Coraz więcej szufladek na Bastionie i nie wiem w której powinienem się teraz pokornie ułożyć.
Postaram się być obiektywny...
Wyznawca św. Łukasza? Tak (a to sprawia, że wywołano mnie do tablicy - bo piję też do poprzedniego posta).
Antysequelowiec? Tak (wszystko układa się w całość?).
Fan serialu? Oj, no i tutaj schody, bo już niekoniecznie. Tak średnio bym powiedział. Różnie. Oglądać oglądam, ale środek pierwszego sezonu prawie mnie od niego odrzucił, a w drugim też były słabe momenty.
W każdym razie przyznam, że mam ostatnio jakiś dysonans poznawczy. Nagle Filoni ze swoją ekipą są zbawcami SW. Na YouTubie spotkałem się już z komentarzami, że jeśli ktoś ma być następcą Lucasa, to nie ma lepszej osoby od Filoniego xD Nagle wszyscy kochają Ahsokę. Pewnie Dartha Maula też już?
Tak, Luke w ostatnim odcinku wjechał na pełnej, zupełnie jak to robił nieraz w Legendach. Tak, podobało mi się to. To były dla mnie najlepsze momenty z całego serialu. To tak.
Ale późniejszy dialog był fatalny. I co z tym fantem zrobić? Oj, jakby tu z tego wybrnąć? Pomożecie? Bo niby o to chodzi - trzeba to jakoś teraz wytłumaczyć? Analizować? Że przecież jak to się ma do TLJ, jak do TROS, co w końcu z tym Lukiem? I w ostatecznym rozrachunku ma wyjść, że ja, "legendziarz", jestem obłudnikiem?
xD
No to mam pytanie... Jeśli ktoś obejrzał TROS i nadal uważa, że wszystko tutaj powinno się jakoś spinać, a więc wszystko można analizować, powiązać, doszukiwać się sensu... to jakie TROS właściwie oglądał? Bo raczej nie tego samego film-potworka co ja.

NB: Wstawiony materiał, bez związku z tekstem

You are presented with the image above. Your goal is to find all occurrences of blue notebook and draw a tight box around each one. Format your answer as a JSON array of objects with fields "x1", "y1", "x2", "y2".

Kiedyś na tym forum bawiłem się w analizy tego, czy Windu rzeczywiście pokonał Palpatine`a, czy też ten dał się pokonać, bo przewidział co nastąpi. Miało to wtedy sens, bo wiedziałem, że istnieje jakaś prawidłowa odpowiedź - u Lucasa i Stovera.
Kiedyś tak samo tutaj rozkminialiśmy o tym, kto inny mógłby być wybrańcem. Swoją drogą dzisiaj to już nie ma sensu Ale wtedy Lucas miał swoją wizję i to było jasne.
Natomiast na dzień dzisiejszy to nie wiem kogo należałoby pytać o zdanie? KK? Jar Jara? Riana? Jakieś inne propozycje? Ale przede wszystkim - PO CO? Jaki sens po TROSie ma rozkminianie takich rzeczy? Ten epizod przecież tylko obnażył, że nie było żadnej spójnej wizji na trylogię [tak, wiem, po Nowej Nadziei też nie - super ].
Dlaczego więc ja mam się obrażać, że kolejni twórcy Disneya toczą ze sobą wojenkę? To chyba oni się powinni na siebie obrażać, hę? Ich problem. I w drugą stronę - dlaczego miałbym w tym radosnym bagienku doszukiwać się teraz nawiązań. Czekajcie, bo to jest ciekawe...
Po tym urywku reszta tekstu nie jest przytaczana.